A Busy Week For Old Machines
Welcome back to a new Retro Recap for May 3, 2026. This regular weekend roundup gathers the classic gaming stories, hardware notes, interviews, and smaller curios from the past week into one friendly stop. The mood this time is very Z-retro: a little nostalgic, a little practical, and full of machines that still have plenty to say.
One thread running through the week was a question many retro fans keep coming back to: how do old systems stay useful, readable, and fun in a modern setup? The answer is rarely one thing. Sometimes it is a new version of a classic computer. Sometimes it is a small scaler, a handheld remake, or a fresh interview that fills in a piece of gaming history.
Commodore 64C Ultimate Looks Ahead By Looking Back
The slimline Commodore 64C Ultimate was one of the hardware highlights. Instead of leaning on the older 1982 “breadbin” shape, it uses the cleaner Commodore 64C look associated with the 1986 to 1994 period. The company frames that later case style as an important part of the personal computer shape that followed in later years.

That design choice matters because the Commodore 64 has more than one visual memory attached to it. For some players, the chunkier early model is the icon. For others, the flatter C64C is the machine that feels more at home beside later home computers.
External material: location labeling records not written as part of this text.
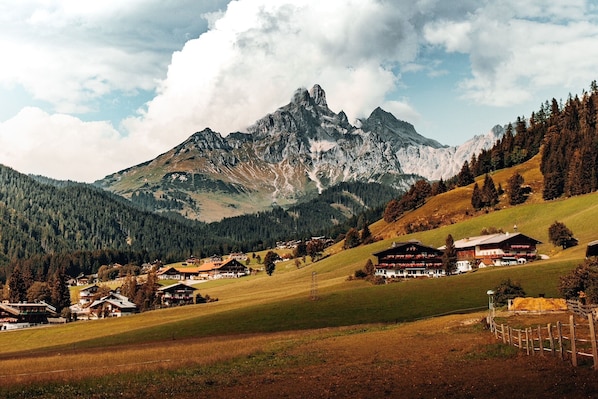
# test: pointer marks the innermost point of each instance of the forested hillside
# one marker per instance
(46, 225)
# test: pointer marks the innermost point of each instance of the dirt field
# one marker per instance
(448, 357)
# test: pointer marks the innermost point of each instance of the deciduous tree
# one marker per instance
(269, 262)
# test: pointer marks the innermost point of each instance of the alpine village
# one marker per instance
(216, 266)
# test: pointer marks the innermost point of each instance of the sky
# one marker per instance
(88, 88)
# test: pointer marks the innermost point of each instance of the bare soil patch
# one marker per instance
(447, 357)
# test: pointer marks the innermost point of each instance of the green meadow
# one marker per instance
(283, 302)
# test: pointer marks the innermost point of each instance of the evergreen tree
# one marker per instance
(476, 198)
(465, 177)
(449, 258)
(351, 239)
(61, 295)
(39, 291)
(560, 235)
(392, 211)
(369, 268)
(269, 262)
(506, 290)
(16, 287)
(366, 234)
(514, 190)
(489, 193)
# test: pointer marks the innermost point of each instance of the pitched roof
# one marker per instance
(489, 239)
(174, 286)
(120, 301)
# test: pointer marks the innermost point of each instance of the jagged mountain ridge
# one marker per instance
(296, 151)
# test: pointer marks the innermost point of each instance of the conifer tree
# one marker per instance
(16, 286)
(61, 295)
(269, 262)
(465, 177)
(476, 198)
(514, 189)
(449, 258)
(489, 193)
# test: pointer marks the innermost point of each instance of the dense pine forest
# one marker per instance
(564, 133)
(48, 225)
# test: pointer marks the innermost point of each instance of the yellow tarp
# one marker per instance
(539, 304)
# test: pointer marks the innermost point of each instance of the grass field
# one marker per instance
(255, 313)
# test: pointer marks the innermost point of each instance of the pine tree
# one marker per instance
(465, 177)
(489, 193)
(61, 295)
(514, 189)
(476, 198)
(269, 262)
(352, 239)
(449, 258)
(16, 287)
(366, 234)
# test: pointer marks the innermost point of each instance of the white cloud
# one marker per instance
(70, 53)
(252, 56)
(518, 49)
(259, 52)
(62, 146)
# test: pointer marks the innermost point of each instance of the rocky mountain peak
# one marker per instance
(318, 95)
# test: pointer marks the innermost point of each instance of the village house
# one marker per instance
(25, 313)
(112, 305)
(501, 249)
(230, 268)
(409, 260)
(86, 294)
(177, 294)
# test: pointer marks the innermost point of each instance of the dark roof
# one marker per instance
(398, 246)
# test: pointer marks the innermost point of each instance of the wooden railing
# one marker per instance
(579, 308)
(568, 341)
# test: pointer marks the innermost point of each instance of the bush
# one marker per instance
(506, 290)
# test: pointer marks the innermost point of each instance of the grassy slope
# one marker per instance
(282, 301)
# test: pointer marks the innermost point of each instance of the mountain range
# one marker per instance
(288, 156)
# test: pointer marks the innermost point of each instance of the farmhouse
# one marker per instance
(410, 259)
(112, 305)
(176, 294)
(499, 249)
(231, 268)
(86, 294)
(178, 273)
(26, 312)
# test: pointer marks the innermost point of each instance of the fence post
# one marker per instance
(540, 340)
(550, 338)
(559, 331)
(519, 338)
(573, 346)
(593, 338)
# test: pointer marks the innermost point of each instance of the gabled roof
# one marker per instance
(490, 239)
(404, 245)
(175, 286)
(206, 267)
(120, 301)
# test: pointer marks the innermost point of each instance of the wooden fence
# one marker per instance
(568, 341)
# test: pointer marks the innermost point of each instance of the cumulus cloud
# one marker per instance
(70, 53)
(61, 146)
(517, 49)
(258, 52)
(223, 64)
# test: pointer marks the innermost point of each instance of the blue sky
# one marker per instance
(90, 88)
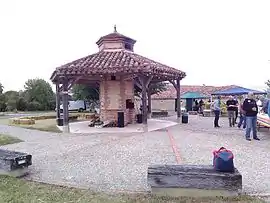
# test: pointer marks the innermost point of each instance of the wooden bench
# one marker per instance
(14, 163)
(159, 114)
(193, 180)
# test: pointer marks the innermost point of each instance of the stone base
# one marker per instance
(15, 173)
(188, 192)
(66, 129)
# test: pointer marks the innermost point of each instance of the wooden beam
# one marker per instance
(138, 84)
(74, 82)
(173, 83)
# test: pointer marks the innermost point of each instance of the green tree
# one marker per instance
(39, 95)
(1, 88)
(268, 85)
(2, 99)
(11, 100)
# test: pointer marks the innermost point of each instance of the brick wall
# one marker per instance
(113, 96)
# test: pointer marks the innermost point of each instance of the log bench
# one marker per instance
(193, 180)
(156, 114)
(14, 163)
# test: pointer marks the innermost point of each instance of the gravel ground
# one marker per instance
(118, 163)
(198, 139)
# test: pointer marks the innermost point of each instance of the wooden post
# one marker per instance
(57, 103)
(149, 102)
(144, 84)
(65, 106)
(178, 99)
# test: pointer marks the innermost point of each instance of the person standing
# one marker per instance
(251, 109)
(231, 105)
(216, 109)
(242, 116)
(236, 110)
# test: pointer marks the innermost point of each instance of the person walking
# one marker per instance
(251, 109)
(242, 116)
(216, 109)
(231, 105)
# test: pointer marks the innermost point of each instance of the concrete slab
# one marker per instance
(153, 124)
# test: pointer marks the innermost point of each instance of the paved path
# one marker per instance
(118, 162)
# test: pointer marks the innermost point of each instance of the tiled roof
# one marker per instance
(114, 36)
(112, 62)
(170, 93)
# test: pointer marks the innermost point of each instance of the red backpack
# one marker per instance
(223, 160)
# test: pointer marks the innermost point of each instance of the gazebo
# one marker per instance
(115, 68)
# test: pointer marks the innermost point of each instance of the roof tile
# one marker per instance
(109, 62)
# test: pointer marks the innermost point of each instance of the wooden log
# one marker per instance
(193, 180)
(14, 163)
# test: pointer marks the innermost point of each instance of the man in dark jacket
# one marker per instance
(251, 110)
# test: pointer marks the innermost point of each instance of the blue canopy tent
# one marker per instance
(237, 91)
(190, 97)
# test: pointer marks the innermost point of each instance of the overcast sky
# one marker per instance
(215, 42)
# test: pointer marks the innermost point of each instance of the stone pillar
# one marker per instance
(57, 103)
(65, 107)
(149, 102)
(144, 82)
(178, 99)
(144, 103)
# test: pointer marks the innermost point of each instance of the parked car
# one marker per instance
(79, 105)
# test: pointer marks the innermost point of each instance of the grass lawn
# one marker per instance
(19, 190)
(48, 125)
(6, 139)
(43, 125)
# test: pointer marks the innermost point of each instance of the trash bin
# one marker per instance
(121, 120)
(60, 121)
(185, 118)
(139, 118)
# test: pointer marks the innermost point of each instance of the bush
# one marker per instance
(34, 106)
(21, 104)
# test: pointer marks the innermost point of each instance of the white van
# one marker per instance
(78, 105)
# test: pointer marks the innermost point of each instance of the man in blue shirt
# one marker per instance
(251, 109)
(216, 109)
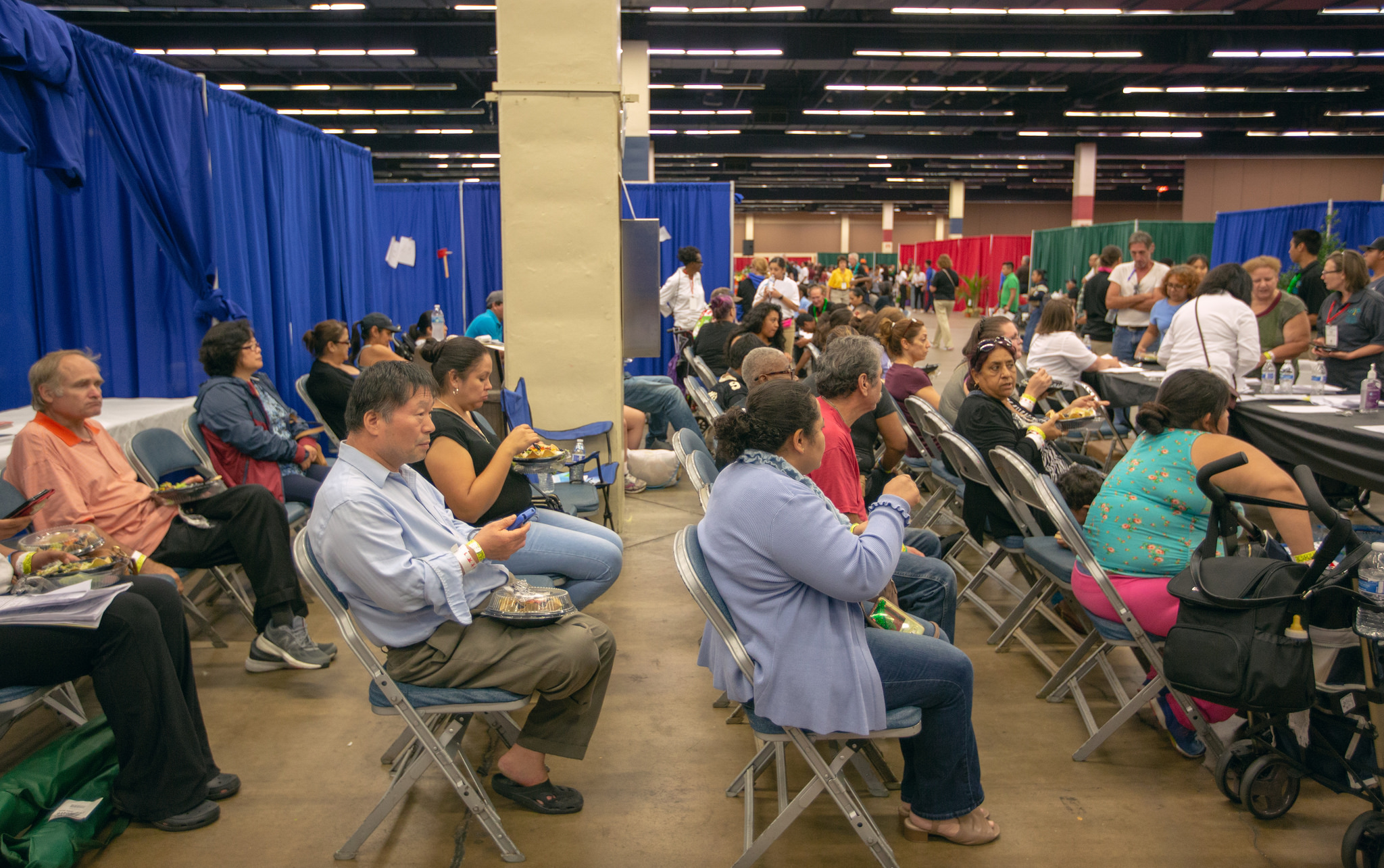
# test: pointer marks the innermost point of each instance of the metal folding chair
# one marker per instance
(435, 719)
(18, 701)
(155, 453)
(972, 467)
(1108, 634)
(901, 723)
(947, 489)
(301, 385)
The Ultimate version clearly speaks to that second memory while keeping the C64 name at the center.
Morph 2K Offers A Different Upscaling Route
The Morph 2K also stood out as a possible option for players who want a cleaner HDMI route without chasing the top end of the market. Unlike the expensive but highly regarded RetroTINK 4K, the Morph 2K reaches up to 1080p at 60Hz over HDMI rather than 4K.
That limit is not necessarily a problem. If a player is not worried about sending a 4K signal to a display, 1080p at 60Hz may be enough for a tidy retro setup. The point is choice: not every classic gaming corner needs the same scaler, and not every setup has to be built around the most premium box available.
Two New Handhelds Bring Classic Computers To A Small Screen
Blaze also had two handheld systems in the spotlight: THEC64 Handheld and The Spectrum Handheld. Each unit includes 25 built-in games, a 4.3-inch IPS display, simplified controls, and MicroSD support for loading your own games. A USB-A I/O port also lets users connect a USB keyboard.
The simplified controls are an important detail, because both machines come from computer traditions where the keyboard was part of the original experience. These handheld versions try to make play work on a compact device while still leaving a route back to keyboard input when a game or user needs it.
An AI-Made Port Raises New Questions
Another story came from TheWizWiki, who was unusually open about a port described as “100% AI-generated.” According to the explanation, the work took a little over 25 days, with TheWizWiki, Opus 4.6, Opus 4.7, and GPT 5.5 named as the only contributors.
The account also said agents were dispatched at points in the process and worked on building and testing autonomously. Whatever people think about that approach, the transparency is notable. It gives retro fans a clearer look at how AI-assisted development is being presented in public, especially around ports and preservation-adjacent projects.